Owner of the luxury tented Musango Safari Camp, Steve Edwards, professional guide in the country ‘for as long as he can remember’, spotted the bull and showed it to Larry Norton, Zimbabwean artist, conservationist and Wild Horizons Wildlife trustee. Steve and his wife Wendy therefore hosted the two vets. All eight of the tourists in camp (from nine to 69 years old) wanted to help and so we were assigned various tasks such as data collection and carrying paraphernalia. It meant for us and the Bass family out from England real life action with an edge - helping wildlife in trouble.
Five minutes after the tranquiliser had penetrated the elephant’s tough hide the five-tonner crumpled elegantly to the ground. Its friend disappeared into the scrub as only elephants know how, so the team, having been briefed by Roger earlier, went into action. Someone monitored his up-side ear to check his pulse rate, Roger grappled with folds and flaps of neck and ear to clamp the eight kilogramme collar (containing a GPS unit that gets downloaded daily from a satellite and a VHF radio transmitter) while others cooled the body with water, measured the tusks, took photographs plus pulled, plucked and prodded collecting data, watched over by Timothy Mandi, senior wildlife officer and his team of armed guides from the National Parks Authority Matusadona, just in case the elephant’s friend returned.
After Jessica had extricated the final blood sample and Steve had tried to obtain a faecal one (with only moderate success), an antidote was injected. Within two minutes the elephant was up on his feet, a little bewildered but quite cool about it, possibly wondering if he had been hit by a bus, then casually sauntered off in search of something more edible than what was flattened all around him.
Steve had another issue - wire snares. Poachers continue to set these within the national park. Over the last very difficult years Steve changed from punishing offenders from the nearby village of Msampa, who were simply trying to survive, to educating and working with them. Musango established a borehole, a church, explained self-sufficiency methods and now wants to introduce solar power and an electric fence. But it takes time to break old habits.
One snare was embedded in the mouth and head of a unhealthily thin baby elephant. Both baby and mother had to be tranquilised, and using a wire cutter Roger released the snare and administered first aid and antibiotics into the fleshy and blackened wound.
He tried to dart two more snare laden animals but alas these were too skittish and the sunset was nearly done. An impala still wears one just above its hoof where its built-in tracking device scent gland sits; without this the impala is unable to lay a scent down to find his way back to his herd. A buffalo still carries one which will eventually tighten too much around his upper body, unless help comes his way again. Steve removes as many as he can, but it’s a dangerous and costly task. Musango’s anti-poaching efforts are well supported by the national parks department, which does have its own anti-poaching patrols but is strapped for cash.

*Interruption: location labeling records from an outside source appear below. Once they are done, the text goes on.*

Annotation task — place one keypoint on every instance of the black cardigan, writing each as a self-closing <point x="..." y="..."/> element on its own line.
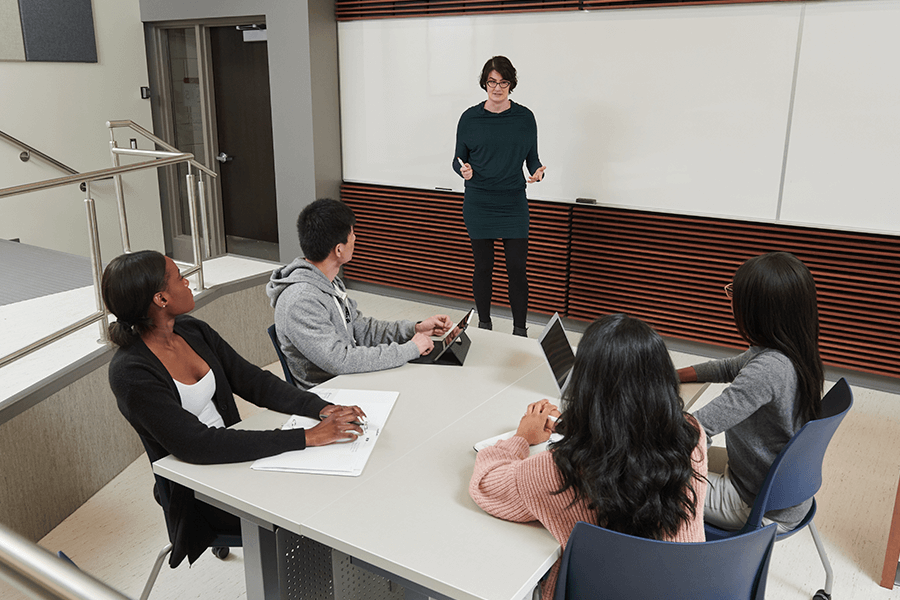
<point x="147" y="397"/>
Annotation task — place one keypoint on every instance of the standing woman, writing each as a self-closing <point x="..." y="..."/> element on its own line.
<point x="174" y="379"/>
<point x="776" y="385"/>
<point x="493" y="140"/>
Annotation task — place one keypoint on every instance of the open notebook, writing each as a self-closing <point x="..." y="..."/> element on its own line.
<point x="342" y="458"/>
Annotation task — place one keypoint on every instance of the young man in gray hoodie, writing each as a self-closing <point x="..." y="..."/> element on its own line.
<point x="319" y="328"/>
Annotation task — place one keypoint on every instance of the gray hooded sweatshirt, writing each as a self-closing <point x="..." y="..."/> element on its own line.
<point x="322" y="333"/>
<point x="756" y="412"/>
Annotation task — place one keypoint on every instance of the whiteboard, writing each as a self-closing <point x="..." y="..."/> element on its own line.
<point x="843" y="166"/>
<point x="680" y="110"/>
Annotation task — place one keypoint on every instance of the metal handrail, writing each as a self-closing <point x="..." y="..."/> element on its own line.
<point x="101" y="315"/>
<point x="23" y="146"/>
<point x="92" y="175"/>
<point x="115" y="151"/>
<point x="137" y="128"/>
<point x="39" y="574"/>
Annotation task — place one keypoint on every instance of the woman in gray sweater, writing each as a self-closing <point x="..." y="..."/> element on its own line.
<point x="776" y="385"/>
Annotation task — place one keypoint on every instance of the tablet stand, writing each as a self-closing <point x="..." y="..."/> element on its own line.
<point x="456" y="353"/>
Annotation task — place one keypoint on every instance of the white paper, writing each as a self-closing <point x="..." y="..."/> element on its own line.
<point x="341" y="458"/>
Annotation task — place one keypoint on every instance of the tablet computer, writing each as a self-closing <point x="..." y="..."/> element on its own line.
<point x="558" y="351"/>
<point x="442" y="346"/>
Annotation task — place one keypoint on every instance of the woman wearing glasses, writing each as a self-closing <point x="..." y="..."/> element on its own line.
<point x="776" y="385"/>
<point x="493" y="140"/>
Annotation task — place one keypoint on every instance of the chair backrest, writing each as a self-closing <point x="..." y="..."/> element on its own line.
<point x="796" y="474"/>
<point x="281" y="357"/>
<point x="602" y="564"/>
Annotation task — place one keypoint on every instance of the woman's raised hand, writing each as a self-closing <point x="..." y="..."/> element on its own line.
<point x="538" y="422"/>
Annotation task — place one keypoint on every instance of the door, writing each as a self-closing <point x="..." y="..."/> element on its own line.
<point x="240" y="77"/>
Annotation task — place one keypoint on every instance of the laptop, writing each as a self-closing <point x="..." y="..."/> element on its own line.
<point x="561" y="358"/>
<point x="452" y="349"/>
<point x="557" y="351"/>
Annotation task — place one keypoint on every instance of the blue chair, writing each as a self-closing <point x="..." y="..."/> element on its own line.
<point x="606" y="565"/>
<point x="796" y="476"/>
<point x="281" y="357"/>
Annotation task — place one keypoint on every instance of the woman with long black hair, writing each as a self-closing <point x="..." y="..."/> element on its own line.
<point x="629" y="460"/>
<point x="776" y="385"/>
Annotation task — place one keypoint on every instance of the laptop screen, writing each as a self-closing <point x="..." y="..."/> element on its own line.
<point x="557" y="351"/>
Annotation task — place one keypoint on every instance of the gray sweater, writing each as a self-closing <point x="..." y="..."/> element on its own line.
<point x="756" y="412"/>
<point x="316" y="336"/>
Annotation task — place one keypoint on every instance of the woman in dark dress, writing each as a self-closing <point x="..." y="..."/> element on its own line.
<point x="493" y="140"/>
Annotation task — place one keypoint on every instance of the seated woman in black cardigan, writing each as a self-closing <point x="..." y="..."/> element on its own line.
<point x="174" y="380"/>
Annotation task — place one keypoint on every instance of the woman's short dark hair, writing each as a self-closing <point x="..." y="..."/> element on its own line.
<point x="775" y="306"/>
<point x="502" y="65"/>
<point x="128" y="285"/>
<point x="323" y="225"/>
<point x="627" y="445"/>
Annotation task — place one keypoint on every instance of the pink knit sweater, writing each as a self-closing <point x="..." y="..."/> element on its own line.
<point x="509" y="484"/>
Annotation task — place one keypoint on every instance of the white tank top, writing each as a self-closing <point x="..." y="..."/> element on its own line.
<point x="197" y="399"/>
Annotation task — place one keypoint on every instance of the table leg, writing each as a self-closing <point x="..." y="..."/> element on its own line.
<point x="260" y="562"/>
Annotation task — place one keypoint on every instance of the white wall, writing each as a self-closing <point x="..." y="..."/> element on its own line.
<point x="61" y="109"/>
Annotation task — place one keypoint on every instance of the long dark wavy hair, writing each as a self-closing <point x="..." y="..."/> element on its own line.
<point x="627" y="443"/>
<point x="128" y="285"/>
<point x="775" y="307"/>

Tourism providers in Zimbabwe are welcoming visitors to their country with open arms and optimism, putting the problems of the last decade behind them. Tour operators The Zambezi Safari and Travel Company, which had a presence here throughout the difficult years, knew exactly where to take us when we asked for a safari with a touch of the unexpected.
As Cessna pilot Richie Tshuma veered away from Musango Safari Camp we looked beneath us as the bush and all its inhabitants got smaller and smaller, and felt very privileged to have contributed in a very tiny way to struggling wildlife, Zimbabwe’s greatest asset.